17:25:28 [Moro] Bem ja despachei para levantar. Mas não vou liberar chave por aqui para não me expor. Fica a responsabilidade de vcs.
17:26:19 [Moro] Meu receio sao novas polemicas agora e que isto tb reverta negativamente. Mas pode ser que não.
17:51:33 Deltan: vamos dar segunda, embora fosse necessária a decisão hoje para caso saia nomeação”
“CPP Russo”
Aqui, os procuradores brincam com a prática de Moro de inventar suas próprias regras:
“16:21:49 Laura Tessler Pesssoal, percebi que o Moro agora previu para os colaboradores a possibilidade de ampliação pelo juízo da execução dos benefícios previstos no acordo caso haja aprofundamento posterior da colaboração, com a entrega de outros elementos relevantes. Não me lembro de ter visto isso antes em alguma sentença. Já veio antes ou é mais uma inovação do Moro?
16:31:02 Julio Noronha Não lembro de ter visto isso antes tb, Laurinha
16:33:29 Jerusa é um dispositivo novo do CPP da Rússia![…]
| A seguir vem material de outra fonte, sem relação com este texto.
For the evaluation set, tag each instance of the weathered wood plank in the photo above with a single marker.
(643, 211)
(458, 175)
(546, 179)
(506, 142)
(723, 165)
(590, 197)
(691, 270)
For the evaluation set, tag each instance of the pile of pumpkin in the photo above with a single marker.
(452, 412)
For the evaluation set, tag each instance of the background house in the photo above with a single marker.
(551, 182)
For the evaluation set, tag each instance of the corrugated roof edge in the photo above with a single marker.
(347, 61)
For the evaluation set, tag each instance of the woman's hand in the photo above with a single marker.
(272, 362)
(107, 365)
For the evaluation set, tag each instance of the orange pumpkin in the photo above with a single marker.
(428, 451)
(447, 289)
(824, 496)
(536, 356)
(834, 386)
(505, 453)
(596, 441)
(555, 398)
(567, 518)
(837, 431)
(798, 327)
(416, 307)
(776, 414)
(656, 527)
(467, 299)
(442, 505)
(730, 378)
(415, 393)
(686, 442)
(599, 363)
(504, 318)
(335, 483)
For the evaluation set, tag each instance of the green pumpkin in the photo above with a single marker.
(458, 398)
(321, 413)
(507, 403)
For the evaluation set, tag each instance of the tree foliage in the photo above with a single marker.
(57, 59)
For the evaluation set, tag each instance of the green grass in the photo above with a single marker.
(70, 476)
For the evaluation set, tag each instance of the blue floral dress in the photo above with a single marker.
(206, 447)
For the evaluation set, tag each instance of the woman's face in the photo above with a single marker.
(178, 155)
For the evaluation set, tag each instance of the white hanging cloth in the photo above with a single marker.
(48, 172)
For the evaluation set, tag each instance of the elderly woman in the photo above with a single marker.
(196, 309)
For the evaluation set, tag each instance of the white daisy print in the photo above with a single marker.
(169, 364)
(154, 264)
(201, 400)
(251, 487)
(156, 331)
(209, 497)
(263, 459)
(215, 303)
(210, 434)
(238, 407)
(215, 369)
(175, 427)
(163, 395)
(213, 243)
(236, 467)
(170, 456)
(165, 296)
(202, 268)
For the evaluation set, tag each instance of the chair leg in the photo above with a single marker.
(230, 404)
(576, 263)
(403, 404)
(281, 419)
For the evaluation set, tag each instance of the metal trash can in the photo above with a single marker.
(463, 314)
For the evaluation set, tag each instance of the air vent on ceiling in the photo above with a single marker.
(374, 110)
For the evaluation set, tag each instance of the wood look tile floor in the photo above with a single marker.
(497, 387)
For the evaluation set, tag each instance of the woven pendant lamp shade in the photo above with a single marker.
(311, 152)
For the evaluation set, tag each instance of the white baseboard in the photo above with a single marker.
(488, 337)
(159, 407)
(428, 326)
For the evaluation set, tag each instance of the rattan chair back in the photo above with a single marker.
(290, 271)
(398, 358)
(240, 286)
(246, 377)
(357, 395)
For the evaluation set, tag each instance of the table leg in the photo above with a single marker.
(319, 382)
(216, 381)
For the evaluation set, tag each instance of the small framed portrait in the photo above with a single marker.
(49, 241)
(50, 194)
16:53:12 Jerusa russo ta de sacanagem
(Mensagens colhidas na operação spoofing)
16:53:16 Jerusa
16:55:49 Januario Paludo Por que? E o contraditório e ampla defesa?
16:56:24 Jerusa pediu para fazermos o pedido hoje, antes de vencer o prazo pq ele ia viajar … e deu vista para a defesa
16:56:46 Jerusa essa eu nao tinha visto ainda …. mas no cpp russo, tudo pode …. ”
Moro se manifesta
O ex-juiz e agora senador de oposição pelo União Brasil (PR) diz que a operação lava-jato ocorreu dentro da lei, e que “a corrupção nos governos do PT foi real”.